1994

Kansai International Airport

Imagine that a densely packed city in Japan needs a new airport. The problem is that the dense packing leaves no space for an airport. One solution might be the Dulles Airport approach used near Washington, DC: build the airport many miles out in the countryside. The problem with that is the inconvenience.

So the engineers in Japan chose a radically different path. With no land available, they decided to make their own by building a massive artificial island in Osaka Bay.

If you stand on the island, it seems impossible that it is artificial. It’s huge, measuring 2.5 miles (4 km) by 1.6 miles (2.5 km) in total extent. Look at Central Park in Manhattan, which is itself massive. Now multiply by three. That’s the size of this island. And then they built it over two miles (3 km) offshore to cut down on noise.

How do engineers build an island like this, in an area on the Ring of Fire well-known for earthquakes? Construction started with a sea wall around the perimeter.
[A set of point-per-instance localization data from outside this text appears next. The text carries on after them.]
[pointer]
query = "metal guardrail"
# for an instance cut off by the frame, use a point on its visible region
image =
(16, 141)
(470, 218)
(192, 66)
Then piles were driven into the clay under the island to stabilize it. Then they started dismantling nearby mountains to fill in the island. The water is about 100 feet (30 meters) deep, meaning they needed 27 million cubic yards (23 million cubic meters) of fill. Bringing in all the fill by barge, it took years to displace the sea.

Engineers didn’t stop there. They also built the world’s longest airport concourse, a train system, and an impressive bridge supporting the train track and highway to connect the island to the land. But one of the most interesting problems they had to solve was the settling. How do you build an incredibly long building on a new island that will definitely settle, and keep the building level? Engineers put a hydraulic cylinder under each column so they could raise each one separately by exactly the right amount.

Kansai International Airport, which opened September 4, 1994, is a great example of audacious engineering and the ability to foresee, mitigate, and solve the myriad problems that the audacity caused. It’s one of the things that makes modern engineering so fascinating.

SEE ALSO Leaning Tower of Pisa (1372), Palm Islands (2006), Earthquake-Safe Buildings (2009).

High-angle view of Kansai International Airport.